IRCC suspend des certificats Citoyenneté Canadienne de 2025
Immigration, Réfugiés et Citoyenneté Canada a suspendu cette semaine des certificats de citoyenneté canadienne récemment obtenus par filiation pour plusieurs personnes, selon une lettre signée par Peggy Sun. La lettre dit que le certificat est potentiellement invalide et que le statut de citoyenneté canadienne de la personne est en cours d’examen.
La lettre demande aussi de retourner le certificat papier à IRCC s’il existe. Pour les personnes touchées, cela signifie qu’un document déjà délivré passe à nouveau sous examen administratif après son émission.
Peggy Sun et la lettre d’IRCC
La lettre signée par Sun indique que les dossiers et systèmes électroniques montrent maintenant que le statut de citoyenneté canadienne est en cours d’examen. IRCC a dit dans une déclaration écrite qu’un nombre limité de personnes ayant obtenu un certificat de citoyenneté en vertu du projet de loi C-3 ont été avisées que leur dossier est en cours d’examen.

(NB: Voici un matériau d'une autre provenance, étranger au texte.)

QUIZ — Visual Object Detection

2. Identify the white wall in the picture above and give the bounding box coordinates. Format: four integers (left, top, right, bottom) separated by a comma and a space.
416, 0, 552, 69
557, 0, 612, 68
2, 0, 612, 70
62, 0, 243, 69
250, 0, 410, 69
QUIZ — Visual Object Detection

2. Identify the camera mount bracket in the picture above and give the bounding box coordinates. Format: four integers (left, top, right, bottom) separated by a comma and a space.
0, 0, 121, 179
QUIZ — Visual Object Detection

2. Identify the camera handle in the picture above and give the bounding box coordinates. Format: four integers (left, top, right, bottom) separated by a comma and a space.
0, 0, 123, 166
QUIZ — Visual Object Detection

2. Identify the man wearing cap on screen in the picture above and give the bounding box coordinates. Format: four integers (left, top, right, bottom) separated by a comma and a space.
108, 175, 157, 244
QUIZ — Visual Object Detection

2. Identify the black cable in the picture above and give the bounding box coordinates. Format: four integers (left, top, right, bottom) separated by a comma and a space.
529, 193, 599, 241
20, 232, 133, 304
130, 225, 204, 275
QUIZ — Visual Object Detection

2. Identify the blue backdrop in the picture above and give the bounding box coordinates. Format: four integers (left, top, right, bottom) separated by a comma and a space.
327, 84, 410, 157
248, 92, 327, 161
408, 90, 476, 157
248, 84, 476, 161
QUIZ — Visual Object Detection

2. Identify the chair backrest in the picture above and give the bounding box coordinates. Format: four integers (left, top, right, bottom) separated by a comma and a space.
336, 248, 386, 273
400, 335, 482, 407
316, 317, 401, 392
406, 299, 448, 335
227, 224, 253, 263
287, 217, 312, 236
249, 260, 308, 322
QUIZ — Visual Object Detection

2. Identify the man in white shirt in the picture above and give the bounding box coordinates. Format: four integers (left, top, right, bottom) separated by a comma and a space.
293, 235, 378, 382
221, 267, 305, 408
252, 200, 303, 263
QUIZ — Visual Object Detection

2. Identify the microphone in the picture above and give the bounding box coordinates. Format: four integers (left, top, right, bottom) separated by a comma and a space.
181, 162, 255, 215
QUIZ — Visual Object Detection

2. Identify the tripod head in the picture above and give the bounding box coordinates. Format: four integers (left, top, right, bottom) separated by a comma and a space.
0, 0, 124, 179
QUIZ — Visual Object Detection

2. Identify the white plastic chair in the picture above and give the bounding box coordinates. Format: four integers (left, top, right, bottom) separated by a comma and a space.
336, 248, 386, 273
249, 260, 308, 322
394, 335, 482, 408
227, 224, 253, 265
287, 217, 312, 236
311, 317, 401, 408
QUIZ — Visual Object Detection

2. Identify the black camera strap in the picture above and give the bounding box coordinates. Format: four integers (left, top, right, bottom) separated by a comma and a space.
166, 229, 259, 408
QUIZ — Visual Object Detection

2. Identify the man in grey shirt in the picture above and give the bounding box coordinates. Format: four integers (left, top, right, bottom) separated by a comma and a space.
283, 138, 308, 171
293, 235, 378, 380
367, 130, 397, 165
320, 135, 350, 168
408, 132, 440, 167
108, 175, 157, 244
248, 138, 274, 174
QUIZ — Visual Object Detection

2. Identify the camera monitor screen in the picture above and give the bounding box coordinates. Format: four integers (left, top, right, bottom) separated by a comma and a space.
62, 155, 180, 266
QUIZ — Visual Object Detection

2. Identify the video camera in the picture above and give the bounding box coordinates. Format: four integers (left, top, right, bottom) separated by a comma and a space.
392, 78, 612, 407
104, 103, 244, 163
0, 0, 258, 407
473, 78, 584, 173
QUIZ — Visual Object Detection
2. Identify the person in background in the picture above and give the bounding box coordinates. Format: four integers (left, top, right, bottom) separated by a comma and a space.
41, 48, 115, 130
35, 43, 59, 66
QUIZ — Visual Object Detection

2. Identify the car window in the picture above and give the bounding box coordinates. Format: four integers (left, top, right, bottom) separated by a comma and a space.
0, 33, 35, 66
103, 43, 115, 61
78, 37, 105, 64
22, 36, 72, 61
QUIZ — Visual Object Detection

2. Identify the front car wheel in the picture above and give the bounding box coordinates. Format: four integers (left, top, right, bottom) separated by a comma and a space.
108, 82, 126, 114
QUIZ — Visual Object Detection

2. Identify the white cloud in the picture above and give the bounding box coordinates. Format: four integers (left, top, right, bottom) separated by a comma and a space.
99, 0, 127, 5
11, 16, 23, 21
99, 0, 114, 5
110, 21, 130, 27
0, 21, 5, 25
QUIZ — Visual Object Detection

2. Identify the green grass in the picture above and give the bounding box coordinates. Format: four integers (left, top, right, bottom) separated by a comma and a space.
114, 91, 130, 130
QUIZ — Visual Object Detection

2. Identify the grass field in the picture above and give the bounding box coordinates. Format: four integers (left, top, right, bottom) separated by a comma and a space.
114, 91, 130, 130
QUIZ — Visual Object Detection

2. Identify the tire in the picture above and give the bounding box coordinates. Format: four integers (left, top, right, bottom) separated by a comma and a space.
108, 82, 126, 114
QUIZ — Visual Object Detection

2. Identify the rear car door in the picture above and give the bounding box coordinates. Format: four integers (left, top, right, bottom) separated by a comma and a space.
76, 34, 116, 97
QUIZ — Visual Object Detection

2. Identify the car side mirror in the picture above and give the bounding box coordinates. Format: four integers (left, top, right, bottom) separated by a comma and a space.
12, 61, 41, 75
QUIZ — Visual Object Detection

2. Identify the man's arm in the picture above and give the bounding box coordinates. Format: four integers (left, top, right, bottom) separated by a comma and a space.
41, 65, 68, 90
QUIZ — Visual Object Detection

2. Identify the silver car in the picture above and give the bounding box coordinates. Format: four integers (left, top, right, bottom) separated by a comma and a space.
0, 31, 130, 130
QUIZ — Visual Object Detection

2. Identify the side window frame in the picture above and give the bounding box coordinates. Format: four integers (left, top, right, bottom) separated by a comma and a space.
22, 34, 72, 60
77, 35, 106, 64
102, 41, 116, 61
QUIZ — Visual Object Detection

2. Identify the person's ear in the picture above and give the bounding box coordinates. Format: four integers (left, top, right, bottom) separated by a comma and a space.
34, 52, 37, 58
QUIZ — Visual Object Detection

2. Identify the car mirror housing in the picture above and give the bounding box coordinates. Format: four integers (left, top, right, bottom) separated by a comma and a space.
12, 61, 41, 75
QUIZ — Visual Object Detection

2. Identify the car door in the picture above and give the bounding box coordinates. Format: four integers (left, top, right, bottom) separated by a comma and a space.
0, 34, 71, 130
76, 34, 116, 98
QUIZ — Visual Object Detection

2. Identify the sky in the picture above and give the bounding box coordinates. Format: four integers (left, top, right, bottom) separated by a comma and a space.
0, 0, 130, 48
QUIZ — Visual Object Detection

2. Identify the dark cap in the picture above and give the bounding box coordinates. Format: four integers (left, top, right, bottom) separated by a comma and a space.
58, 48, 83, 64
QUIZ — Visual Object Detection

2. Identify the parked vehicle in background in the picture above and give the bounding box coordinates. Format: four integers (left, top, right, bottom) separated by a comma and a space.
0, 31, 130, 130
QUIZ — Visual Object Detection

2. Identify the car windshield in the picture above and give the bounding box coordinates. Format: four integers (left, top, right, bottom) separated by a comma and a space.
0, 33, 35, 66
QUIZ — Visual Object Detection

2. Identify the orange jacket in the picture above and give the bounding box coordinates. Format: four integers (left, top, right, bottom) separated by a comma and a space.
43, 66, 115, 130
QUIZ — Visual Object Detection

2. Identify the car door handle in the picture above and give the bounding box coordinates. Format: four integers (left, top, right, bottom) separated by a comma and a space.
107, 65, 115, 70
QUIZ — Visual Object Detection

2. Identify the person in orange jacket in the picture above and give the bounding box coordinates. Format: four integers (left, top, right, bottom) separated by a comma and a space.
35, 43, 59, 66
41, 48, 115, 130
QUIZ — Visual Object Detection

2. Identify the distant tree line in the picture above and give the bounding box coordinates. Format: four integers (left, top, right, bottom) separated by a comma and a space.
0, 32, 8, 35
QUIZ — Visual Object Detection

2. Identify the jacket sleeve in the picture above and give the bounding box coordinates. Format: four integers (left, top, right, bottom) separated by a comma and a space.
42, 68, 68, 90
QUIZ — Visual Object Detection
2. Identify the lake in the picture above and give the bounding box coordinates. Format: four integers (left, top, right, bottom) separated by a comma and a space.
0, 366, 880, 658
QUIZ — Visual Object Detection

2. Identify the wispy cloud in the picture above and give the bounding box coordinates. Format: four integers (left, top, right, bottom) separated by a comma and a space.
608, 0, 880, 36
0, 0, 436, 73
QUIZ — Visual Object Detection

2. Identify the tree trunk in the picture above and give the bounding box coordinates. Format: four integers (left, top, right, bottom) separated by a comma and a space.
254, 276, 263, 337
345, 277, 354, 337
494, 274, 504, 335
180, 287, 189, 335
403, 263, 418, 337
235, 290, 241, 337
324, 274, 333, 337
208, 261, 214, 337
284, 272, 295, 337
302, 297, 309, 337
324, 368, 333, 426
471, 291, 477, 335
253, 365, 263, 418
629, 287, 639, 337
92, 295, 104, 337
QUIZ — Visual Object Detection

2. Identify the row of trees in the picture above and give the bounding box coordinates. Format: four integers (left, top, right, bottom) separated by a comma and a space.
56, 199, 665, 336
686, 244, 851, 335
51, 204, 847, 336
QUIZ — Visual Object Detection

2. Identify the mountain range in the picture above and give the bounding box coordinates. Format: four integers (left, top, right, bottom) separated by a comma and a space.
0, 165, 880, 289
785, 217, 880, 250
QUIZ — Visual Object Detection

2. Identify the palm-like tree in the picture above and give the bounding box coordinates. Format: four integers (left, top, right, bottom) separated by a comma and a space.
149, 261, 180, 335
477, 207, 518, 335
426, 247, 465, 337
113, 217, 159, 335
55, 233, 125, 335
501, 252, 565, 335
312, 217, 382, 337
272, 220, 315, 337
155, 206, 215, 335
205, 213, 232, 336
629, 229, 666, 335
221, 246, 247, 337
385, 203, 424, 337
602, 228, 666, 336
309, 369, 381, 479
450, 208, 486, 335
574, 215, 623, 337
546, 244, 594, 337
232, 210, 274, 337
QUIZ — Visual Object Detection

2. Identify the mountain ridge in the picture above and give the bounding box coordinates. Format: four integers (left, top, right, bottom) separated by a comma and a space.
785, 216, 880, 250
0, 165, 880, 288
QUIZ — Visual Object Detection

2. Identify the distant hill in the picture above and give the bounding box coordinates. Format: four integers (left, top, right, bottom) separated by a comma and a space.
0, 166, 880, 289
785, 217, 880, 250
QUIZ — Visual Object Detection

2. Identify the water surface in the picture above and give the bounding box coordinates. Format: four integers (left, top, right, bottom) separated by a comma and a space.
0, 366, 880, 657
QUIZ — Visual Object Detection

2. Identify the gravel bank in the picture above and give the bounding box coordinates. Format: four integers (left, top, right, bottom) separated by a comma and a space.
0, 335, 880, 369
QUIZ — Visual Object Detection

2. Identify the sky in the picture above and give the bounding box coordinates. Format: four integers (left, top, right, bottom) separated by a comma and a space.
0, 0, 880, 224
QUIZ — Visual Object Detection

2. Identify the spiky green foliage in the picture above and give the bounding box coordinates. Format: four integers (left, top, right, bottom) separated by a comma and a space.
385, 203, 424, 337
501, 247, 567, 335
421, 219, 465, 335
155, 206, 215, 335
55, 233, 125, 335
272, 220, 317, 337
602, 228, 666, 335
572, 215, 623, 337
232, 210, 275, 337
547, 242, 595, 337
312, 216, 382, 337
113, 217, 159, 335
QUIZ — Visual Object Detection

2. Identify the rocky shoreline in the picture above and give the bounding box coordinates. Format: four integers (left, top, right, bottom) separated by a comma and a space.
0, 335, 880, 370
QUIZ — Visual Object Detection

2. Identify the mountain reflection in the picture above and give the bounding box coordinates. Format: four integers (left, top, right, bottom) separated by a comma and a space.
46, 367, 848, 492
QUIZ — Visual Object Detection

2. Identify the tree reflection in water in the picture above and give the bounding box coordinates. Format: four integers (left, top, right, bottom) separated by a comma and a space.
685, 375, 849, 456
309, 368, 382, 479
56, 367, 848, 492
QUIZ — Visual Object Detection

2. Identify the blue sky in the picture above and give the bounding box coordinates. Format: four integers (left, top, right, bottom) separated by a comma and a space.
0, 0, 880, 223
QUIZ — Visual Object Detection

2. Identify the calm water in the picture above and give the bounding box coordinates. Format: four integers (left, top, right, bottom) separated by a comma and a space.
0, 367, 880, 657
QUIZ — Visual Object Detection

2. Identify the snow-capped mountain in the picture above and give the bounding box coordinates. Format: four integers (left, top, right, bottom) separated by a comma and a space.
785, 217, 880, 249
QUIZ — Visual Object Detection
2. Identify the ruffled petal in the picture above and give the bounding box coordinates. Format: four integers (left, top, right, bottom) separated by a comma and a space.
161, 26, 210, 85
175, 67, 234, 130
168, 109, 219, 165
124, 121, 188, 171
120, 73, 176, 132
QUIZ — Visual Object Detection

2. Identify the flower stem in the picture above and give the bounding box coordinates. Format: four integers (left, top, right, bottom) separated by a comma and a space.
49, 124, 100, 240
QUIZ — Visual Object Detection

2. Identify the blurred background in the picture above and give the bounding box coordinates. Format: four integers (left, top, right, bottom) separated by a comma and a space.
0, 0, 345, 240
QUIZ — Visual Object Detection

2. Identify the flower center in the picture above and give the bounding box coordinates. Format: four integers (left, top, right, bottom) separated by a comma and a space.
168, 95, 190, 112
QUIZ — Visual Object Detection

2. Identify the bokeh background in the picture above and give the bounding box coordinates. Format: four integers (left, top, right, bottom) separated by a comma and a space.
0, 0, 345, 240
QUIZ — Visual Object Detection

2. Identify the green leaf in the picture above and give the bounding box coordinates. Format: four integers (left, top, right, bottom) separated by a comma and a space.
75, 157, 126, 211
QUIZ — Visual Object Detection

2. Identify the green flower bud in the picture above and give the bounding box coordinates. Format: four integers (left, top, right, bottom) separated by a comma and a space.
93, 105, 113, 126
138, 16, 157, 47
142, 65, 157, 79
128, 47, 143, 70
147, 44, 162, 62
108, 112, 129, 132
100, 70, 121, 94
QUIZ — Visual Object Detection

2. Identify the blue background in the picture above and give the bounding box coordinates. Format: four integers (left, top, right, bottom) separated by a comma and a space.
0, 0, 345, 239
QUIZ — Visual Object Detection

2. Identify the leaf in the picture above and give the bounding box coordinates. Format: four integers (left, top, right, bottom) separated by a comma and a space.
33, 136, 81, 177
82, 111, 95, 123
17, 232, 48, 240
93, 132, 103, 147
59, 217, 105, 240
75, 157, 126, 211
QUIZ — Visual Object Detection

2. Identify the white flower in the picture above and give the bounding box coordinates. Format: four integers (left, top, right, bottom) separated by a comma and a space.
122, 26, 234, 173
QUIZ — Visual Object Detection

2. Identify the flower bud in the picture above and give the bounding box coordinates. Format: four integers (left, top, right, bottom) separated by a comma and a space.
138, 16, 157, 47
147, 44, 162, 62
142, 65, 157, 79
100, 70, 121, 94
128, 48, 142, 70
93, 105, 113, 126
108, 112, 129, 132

Le ministère a aussi dit que des agents formés examinent l’ensemble des éléments de preuve avant de délivrer un certificat de citoyenneté. Selon IRCC, l’objectif de cet examen est de déterminer, au moyen d’un processus individualisé, si le certificat a été délivré correctement selon les éléments de preuve exigés par la loi.
Le projet de loi C-3
Les personnes touchées sont surtout des Canadiens perdus. Elles ont obtenu leur certificat après l’entrée en vigueur du projet de loi C-3 en décembre 2025, qui a élargi les critères de citoyenneté par filiation au-delà de la première génération pour les personnes nées à l’extérieur du Canada. La loi exige toujours de prouver un lien substantiel avec le Canada pour l’ancêtre visé, soit trois années de présence physique au Canada.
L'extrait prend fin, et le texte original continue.